34On peut approfondir la compréhension de ces projets à la fois politique, économique et organisationnel. Pour les parties prenantes multiples qu’ils impliquent, ils vont nécessiter de rompre avec les logiques existantes, de prendre la main et de mettre en place des solutions pérennes. « Il faut générer une économie équitable qui permette, notamment aux producteurs et transformateurs, de vivre dignement de leurs activités », nous disaient un responsable syndical de CAP44 [23] et des élus des collectivités dans une réunion en novembre 2011, évoquant la solution d’une économie semi-administrée pour assurer la coordination des actions entre les acteurs de cette économie territorialisée. Pour prendre un exemple, si l’on veut que des producteurs et transformateurs locaux puissent satisfaire une demande de viande pour faire du bœuf braisé, il faut leur assurer simultanément des débouchés pour les autres morceaux de viande des bêtes, en programmant par exemple des steaks hachés.

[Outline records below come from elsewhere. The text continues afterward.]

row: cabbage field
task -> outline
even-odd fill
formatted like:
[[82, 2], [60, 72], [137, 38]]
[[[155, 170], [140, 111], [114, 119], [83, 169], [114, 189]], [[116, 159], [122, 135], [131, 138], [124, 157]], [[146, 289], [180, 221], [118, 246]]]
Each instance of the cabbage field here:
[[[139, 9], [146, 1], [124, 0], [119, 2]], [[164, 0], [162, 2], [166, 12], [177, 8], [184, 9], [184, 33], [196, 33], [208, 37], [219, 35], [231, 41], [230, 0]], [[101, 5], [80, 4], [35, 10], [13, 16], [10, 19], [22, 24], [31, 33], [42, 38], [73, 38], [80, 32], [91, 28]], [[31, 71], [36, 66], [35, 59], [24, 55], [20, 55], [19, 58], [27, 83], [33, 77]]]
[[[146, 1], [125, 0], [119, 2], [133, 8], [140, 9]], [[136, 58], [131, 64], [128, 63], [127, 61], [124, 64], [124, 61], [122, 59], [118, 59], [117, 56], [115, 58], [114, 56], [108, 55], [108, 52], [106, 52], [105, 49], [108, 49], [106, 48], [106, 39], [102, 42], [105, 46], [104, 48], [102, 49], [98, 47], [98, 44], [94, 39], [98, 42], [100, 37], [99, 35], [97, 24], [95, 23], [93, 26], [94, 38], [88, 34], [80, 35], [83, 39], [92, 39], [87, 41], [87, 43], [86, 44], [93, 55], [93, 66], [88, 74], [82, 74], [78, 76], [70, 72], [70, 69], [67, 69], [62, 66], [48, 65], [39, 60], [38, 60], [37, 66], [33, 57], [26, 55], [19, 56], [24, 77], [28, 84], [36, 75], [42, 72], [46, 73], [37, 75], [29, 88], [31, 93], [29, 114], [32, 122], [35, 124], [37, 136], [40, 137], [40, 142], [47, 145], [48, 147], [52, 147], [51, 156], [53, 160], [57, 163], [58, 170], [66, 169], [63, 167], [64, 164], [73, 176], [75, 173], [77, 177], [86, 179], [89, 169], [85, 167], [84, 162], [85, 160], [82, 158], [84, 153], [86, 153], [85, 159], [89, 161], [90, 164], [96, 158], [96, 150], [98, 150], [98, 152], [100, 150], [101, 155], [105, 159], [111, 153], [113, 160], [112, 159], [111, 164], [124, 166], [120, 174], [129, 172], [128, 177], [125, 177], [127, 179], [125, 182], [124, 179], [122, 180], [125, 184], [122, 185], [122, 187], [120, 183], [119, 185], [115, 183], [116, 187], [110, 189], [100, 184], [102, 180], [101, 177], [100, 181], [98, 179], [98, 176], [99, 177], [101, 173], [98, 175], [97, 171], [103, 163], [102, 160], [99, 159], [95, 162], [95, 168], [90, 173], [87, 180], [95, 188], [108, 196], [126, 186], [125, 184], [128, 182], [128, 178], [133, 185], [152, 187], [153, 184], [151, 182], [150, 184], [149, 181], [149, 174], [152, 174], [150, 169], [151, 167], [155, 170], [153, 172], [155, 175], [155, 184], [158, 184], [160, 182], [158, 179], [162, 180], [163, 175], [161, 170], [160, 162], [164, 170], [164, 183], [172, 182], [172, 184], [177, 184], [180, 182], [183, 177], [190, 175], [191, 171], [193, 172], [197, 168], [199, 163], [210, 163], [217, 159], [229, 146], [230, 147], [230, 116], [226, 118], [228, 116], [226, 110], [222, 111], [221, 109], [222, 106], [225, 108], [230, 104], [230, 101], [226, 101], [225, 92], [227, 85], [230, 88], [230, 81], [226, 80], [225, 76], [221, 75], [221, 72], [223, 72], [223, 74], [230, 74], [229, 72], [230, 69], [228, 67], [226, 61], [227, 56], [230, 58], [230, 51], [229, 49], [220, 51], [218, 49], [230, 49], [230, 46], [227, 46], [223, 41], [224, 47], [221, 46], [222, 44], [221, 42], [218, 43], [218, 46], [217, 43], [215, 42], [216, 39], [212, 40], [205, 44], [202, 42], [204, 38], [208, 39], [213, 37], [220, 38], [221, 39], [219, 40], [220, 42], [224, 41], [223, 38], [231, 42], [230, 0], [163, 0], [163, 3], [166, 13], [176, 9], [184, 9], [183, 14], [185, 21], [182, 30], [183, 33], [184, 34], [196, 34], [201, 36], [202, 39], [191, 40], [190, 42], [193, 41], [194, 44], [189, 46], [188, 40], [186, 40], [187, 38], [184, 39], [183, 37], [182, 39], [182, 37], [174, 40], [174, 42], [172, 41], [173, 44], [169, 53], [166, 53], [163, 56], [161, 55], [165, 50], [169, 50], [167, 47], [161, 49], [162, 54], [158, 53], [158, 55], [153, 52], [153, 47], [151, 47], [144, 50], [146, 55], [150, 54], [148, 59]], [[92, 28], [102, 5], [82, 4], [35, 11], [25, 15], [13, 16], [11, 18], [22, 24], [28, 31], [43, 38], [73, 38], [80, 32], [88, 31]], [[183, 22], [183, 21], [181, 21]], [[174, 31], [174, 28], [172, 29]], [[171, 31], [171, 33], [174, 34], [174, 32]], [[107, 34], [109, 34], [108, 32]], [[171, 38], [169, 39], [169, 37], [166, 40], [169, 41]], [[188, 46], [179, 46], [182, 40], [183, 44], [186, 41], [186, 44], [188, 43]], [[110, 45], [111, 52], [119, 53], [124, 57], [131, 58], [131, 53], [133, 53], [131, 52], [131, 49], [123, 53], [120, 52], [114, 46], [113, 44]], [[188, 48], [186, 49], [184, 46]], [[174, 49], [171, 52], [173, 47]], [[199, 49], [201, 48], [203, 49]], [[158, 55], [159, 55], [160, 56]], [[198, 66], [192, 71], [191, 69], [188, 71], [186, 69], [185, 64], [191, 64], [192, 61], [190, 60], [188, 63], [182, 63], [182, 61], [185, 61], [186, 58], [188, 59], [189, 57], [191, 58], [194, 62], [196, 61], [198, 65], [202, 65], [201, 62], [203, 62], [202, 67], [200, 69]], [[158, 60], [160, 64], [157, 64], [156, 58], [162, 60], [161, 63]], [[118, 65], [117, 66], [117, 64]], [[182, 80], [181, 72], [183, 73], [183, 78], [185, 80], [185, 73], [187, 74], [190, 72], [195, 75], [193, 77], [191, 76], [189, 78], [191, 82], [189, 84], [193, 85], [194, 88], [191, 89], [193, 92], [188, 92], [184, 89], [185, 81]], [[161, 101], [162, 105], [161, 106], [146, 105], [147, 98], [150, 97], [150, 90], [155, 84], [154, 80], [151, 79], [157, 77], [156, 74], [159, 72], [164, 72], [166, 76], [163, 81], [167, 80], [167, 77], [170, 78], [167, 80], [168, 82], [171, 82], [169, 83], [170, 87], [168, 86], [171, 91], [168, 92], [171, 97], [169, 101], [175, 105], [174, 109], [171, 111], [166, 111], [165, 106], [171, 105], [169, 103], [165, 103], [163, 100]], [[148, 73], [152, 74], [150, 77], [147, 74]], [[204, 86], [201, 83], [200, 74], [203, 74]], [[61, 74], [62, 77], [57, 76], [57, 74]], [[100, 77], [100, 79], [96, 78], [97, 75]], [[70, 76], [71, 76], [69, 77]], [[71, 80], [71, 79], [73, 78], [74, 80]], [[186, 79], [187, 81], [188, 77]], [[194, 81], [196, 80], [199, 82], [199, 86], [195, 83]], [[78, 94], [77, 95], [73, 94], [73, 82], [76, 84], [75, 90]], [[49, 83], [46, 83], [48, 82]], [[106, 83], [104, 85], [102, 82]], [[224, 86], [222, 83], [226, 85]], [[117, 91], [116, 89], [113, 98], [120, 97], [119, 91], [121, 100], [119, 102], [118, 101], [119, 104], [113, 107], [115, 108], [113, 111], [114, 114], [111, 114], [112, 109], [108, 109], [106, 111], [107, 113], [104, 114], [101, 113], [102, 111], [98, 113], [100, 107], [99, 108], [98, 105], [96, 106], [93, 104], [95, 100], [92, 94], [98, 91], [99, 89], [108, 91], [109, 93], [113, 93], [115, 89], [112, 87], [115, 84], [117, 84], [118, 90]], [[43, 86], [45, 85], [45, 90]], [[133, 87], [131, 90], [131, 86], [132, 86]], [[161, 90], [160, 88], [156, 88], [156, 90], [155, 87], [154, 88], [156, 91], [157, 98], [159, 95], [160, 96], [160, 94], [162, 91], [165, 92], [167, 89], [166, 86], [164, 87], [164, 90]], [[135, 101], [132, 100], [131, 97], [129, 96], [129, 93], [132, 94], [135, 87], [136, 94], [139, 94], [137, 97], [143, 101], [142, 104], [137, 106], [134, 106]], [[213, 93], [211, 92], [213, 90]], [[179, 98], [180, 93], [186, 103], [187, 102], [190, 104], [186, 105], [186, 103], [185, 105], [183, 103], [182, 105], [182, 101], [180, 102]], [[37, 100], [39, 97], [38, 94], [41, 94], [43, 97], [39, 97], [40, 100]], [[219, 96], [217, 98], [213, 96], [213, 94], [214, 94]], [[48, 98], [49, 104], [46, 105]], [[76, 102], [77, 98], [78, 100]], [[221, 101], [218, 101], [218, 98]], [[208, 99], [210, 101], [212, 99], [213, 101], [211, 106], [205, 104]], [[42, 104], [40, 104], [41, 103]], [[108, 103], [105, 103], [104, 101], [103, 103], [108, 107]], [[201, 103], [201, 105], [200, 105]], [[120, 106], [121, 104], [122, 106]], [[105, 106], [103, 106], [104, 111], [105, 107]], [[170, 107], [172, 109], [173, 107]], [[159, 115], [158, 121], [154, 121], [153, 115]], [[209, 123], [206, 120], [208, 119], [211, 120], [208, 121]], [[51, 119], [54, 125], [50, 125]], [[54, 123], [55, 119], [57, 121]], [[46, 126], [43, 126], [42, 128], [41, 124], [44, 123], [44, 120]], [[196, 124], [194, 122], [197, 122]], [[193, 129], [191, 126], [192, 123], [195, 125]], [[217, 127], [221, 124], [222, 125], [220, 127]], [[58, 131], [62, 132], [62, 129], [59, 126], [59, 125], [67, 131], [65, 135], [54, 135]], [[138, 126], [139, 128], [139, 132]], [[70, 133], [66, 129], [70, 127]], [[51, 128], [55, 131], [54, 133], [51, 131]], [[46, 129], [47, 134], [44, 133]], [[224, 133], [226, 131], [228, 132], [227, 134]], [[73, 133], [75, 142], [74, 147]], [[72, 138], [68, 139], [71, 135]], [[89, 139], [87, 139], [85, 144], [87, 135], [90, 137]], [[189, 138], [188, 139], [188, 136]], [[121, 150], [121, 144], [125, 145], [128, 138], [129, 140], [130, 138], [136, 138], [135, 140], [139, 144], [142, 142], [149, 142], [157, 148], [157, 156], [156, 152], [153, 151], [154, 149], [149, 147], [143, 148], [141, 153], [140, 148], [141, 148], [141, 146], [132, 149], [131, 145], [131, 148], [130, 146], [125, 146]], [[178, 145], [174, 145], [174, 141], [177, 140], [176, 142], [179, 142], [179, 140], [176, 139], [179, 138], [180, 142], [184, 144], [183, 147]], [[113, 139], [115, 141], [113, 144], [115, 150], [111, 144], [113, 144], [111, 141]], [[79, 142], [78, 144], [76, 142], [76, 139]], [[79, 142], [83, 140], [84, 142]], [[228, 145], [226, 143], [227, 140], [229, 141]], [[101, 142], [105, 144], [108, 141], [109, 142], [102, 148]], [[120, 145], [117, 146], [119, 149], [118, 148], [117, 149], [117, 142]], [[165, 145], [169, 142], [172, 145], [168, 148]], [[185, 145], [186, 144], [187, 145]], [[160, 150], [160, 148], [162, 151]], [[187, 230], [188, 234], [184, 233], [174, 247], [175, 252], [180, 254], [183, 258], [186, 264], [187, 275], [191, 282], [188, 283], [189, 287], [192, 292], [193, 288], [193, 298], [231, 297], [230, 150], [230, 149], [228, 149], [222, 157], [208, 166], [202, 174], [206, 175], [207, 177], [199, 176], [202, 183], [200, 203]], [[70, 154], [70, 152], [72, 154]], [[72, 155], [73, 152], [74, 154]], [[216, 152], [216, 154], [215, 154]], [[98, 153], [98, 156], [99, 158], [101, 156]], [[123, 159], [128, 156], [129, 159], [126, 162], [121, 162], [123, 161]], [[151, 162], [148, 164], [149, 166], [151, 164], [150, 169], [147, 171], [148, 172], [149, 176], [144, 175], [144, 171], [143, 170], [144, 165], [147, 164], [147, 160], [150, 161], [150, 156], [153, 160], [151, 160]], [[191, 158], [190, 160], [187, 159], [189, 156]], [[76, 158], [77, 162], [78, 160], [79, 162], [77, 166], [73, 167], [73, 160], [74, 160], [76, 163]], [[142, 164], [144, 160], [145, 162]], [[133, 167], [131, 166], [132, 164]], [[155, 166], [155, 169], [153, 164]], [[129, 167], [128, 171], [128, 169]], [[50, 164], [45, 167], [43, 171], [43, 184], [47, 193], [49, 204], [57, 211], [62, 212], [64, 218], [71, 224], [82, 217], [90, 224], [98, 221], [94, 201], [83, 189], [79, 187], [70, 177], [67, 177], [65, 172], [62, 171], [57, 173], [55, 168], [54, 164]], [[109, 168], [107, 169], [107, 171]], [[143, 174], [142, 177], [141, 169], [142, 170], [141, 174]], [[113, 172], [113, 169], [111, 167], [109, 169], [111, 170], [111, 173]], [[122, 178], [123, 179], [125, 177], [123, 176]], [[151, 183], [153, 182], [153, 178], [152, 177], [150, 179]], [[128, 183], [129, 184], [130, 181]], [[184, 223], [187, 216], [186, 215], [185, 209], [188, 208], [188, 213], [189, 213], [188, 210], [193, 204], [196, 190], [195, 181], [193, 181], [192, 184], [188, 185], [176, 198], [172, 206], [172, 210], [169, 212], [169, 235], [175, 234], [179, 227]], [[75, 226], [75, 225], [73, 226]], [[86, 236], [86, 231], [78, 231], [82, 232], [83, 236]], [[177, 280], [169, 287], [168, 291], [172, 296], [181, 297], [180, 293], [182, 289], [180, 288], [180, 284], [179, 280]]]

35La logique de territoire ou de relocalisation se montre aussi peu compatible avec une logique de filière strictement biologique ou dédiée à un seul animal d’abattage. Ainsi, les projets d’abattoirs de proximité sont envisagés pour satisfaire aux abattages de diverses espèces et de divers types d’agriculture. Une certaine polyvalence est requise pour des questions de dimensionnement. Les projets nécessitent aussi le soutien des acteurs publics et notamment des collectivités territoriales, car un abattoir, quel que soit son statut, ne peut supporter le coût total de l’investissement qu’il représente. Celui-ci est pris en charge pour partie par des subventions d’investissement dans le cadre des aides à l’agriculture (à l’échelle européenne et de la PAC pour les grands abattoirs industriels) ou, dans les cas que nous étudions, par les collectivités partenaires. Dans un cas, c’est une communauté de communes qui va investir et prendre en charge l’investissement de départ, dans un autre, c’est le Conseil général qui s’engage. Les arguments de ces participations sont la volonté politique de favoriser le développement du territoire, de faire en sorte de soutenir l’agriculture locale aux prises avec le développement urbain. Il faut aussi comprendre que les logiques dominantes n’offrent pas de solutions. Un projet d’abattoir de proximité a par exemple été présenté à une coopérative envisagée comme partenaire financier. L’argument avancé auprès de la coopérative portait sur le sens qu’un tel projet local pouvait (re)donner à son action. Les dirigeants de la coopérative rencontrés disent comprendre l’argumentation, la légitimité du projet pour le monde agricole local et plus largement le territoire dans son ensemble, mais la logique gestionnaire qui est la leur les conduit à fermer les petits abattoirs et à procéder aux regroupements sur de très grosses structures. Quand bien même la proximité serait-elle porteuse de sens, elle représente une telle rupture de la logique dominante qu’elle n’est pas envisageable.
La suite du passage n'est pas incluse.